Dans le cinéma grand public, il y a souvent une certaine réticence à se montrer trop émotionnel alors que dans les documentaires nature, il y a toujours cet esprit qui consiste à se demander comment la musique peut aider l’histoire. Beaucoup de techniques sont similaires. Dans le fond, on raconte toujours une histoire. Mais dans la série Notre Planète ou les films récents de Sir David Attenborough par exemple, il y a ce message global qui se dégage et qu’il faut transmettre de la meilleure façon possible. Pour ma part, je m’accroche à la narration et à la façon dont les cinéastes structurent leurs films. C’est souvent là que l’on trouve toutes les réponses. Par exemple, le film Ocean avec Sir David Attenborough avait une structure très claire en trois actes où nous célébrons la splendeur de l’océan et l’effet qu’il a sur nous. Puis nous emmenions le public dans un endroit extrêmement sombre… Même si tout était défini dans la structure, on m’a constamment encouragé à aller plus loin pour faire ressortir un maximum d’émotion. Ainsi, une fois qu’on est descendu si bas, l’espoir est d’autant plus émouvant. Les cinéastes sont vraiment brillants dans ce domaine : ils accordent une grande importance à la mélodie ; à ce que la musique peut apporter à la narration. Ce sont des personnes avec lesquelles il est très agréable de travailler. Et Sir David Attenborough utilise vraiment son statut en consacrant ce qui sera, malheureusement, les dernières années de sa vie à militer. Ocean a été conçu pour remplir une mission et il l’a remplie grâce à l’impact qu’il a eu sur les politiques et les parlements du monde entier. Dans ce sens, la musique est importante car elle fait naviguer le public entre la gloire, la terreur et l’espoir. On essaie de laisser aux gens l’idée qu’ils peuvent faire la différence.

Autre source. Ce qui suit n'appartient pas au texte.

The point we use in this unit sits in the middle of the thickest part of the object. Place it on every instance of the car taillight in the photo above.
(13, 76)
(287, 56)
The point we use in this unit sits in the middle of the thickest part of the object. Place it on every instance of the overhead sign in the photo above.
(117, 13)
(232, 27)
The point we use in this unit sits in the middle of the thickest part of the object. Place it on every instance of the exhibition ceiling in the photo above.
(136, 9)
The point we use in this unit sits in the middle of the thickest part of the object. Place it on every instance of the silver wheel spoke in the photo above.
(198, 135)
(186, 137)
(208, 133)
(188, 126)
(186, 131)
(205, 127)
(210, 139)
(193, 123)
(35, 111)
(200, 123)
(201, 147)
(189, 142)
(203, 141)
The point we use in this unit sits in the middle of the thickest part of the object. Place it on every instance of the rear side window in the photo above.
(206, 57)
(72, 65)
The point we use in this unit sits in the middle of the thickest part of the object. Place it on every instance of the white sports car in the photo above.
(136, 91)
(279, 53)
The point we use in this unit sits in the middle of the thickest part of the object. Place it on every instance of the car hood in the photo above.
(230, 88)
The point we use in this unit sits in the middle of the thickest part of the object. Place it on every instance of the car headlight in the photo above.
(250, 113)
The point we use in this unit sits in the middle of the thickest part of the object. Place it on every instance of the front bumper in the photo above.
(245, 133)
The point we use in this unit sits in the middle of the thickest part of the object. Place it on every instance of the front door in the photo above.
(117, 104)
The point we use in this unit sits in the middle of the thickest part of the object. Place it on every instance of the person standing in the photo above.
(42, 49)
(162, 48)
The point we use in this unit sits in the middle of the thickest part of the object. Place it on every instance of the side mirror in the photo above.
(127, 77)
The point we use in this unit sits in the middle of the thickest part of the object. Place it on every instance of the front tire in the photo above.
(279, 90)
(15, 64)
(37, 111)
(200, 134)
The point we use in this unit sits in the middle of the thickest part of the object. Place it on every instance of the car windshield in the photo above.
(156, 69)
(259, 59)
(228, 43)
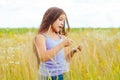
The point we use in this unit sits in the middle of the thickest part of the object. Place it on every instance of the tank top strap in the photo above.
(44, 35)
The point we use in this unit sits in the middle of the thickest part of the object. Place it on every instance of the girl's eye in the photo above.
(60, 19)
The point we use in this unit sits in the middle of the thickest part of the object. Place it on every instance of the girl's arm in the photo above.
(70, 53)
(44, 54)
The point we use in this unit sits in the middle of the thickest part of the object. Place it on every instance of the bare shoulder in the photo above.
(62, 36)
(39, 37)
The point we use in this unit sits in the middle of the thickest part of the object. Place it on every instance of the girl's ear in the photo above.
(79, 47)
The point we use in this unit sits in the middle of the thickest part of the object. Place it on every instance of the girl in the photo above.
(52, 46)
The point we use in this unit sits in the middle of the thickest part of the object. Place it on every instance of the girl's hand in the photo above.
(79, 47)
(67, 42)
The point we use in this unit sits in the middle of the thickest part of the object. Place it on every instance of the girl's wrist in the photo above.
(74, 50)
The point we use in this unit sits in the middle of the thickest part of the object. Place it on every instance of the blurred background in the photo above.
(81, 13)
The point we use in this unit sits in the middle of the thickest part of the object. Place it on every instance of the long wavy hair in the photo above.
(49, 18)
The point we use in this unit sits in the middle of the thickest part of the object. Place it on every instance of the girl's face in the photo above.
(59, 23)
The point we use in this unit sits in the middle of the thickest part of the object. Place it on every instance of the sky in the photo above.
(80, 13)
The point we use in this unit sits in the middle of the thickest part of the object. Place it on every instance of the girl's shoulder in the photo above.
(62, 36)
(40, 36)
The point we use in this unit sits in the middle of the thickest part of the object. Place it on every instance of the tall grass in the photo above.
(98, 60)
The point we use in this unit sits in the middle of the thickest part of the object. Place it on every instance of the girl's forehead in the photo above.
(62, 15)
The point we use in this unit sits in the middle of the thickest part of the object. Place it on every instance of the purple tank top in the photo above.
(58, 64)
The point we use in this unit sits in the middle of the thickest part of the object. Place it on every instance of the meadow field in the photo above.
(98, 60)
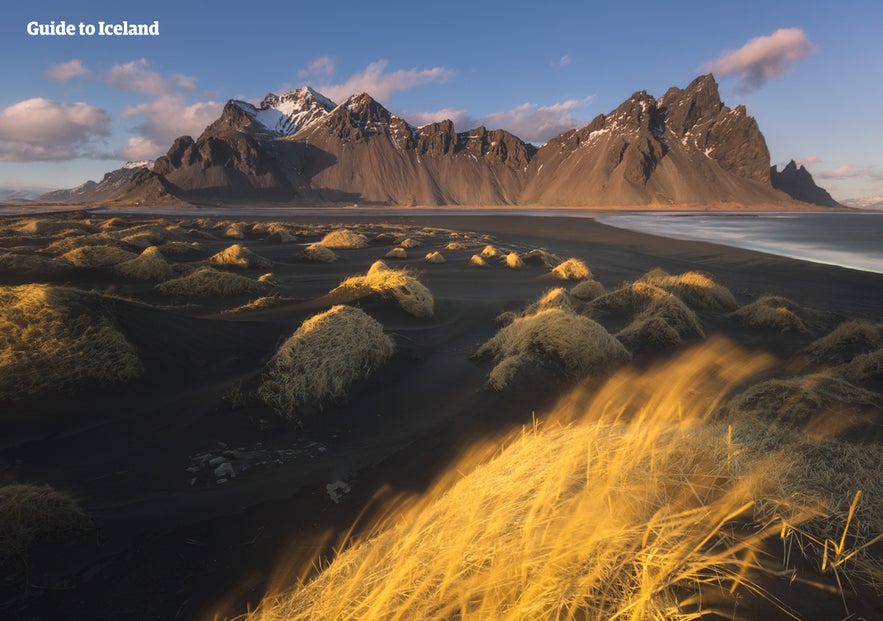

A quel point est-ce important pour vous de créer une musique qui soit entendue par tous, voire même qui devienne un refuge ?

C’est merveilleux de sentir que ta musique a touché les gens d’une manière ou d’une autre. C’est ce qu’il y a de plus incroyable ! Je me dis toujours que si, dans ma vie et mon travail, je peux avoir le sentiment d’avoir été utile, d’avoir offert quelque chose d’inédit, et que, si j’y parviens ; ne serait-ce que quelques fois, j’en serai comblé.

Dans Fury, la chorale allemande, l’orchestre et l’électronique s’entremêlent pour exprimer la fatigue des soldats, le traumatisme de la guerre ; tandis que vos percussions ont été conçues à partir de sons de tanks et d’armes de la Seconde Guerre Mondiale. Dans Ophelia, votre collaboratrice de cœur, Lisa Hannigan, exprime la voix du personnage interprété par Daisy Ridley, et chante des extraits du texte original de Hamlet. Dans Les Aéronautes, votre musique atmosphérique s’élève au rythme de la montgolfière et mobilise essentiellement des instruments à vents pour accentuer cette sensation d’altitude, de flottaison. Comment faites-vous germer ce genre d’approches conceptuelles dans votre esprit ?  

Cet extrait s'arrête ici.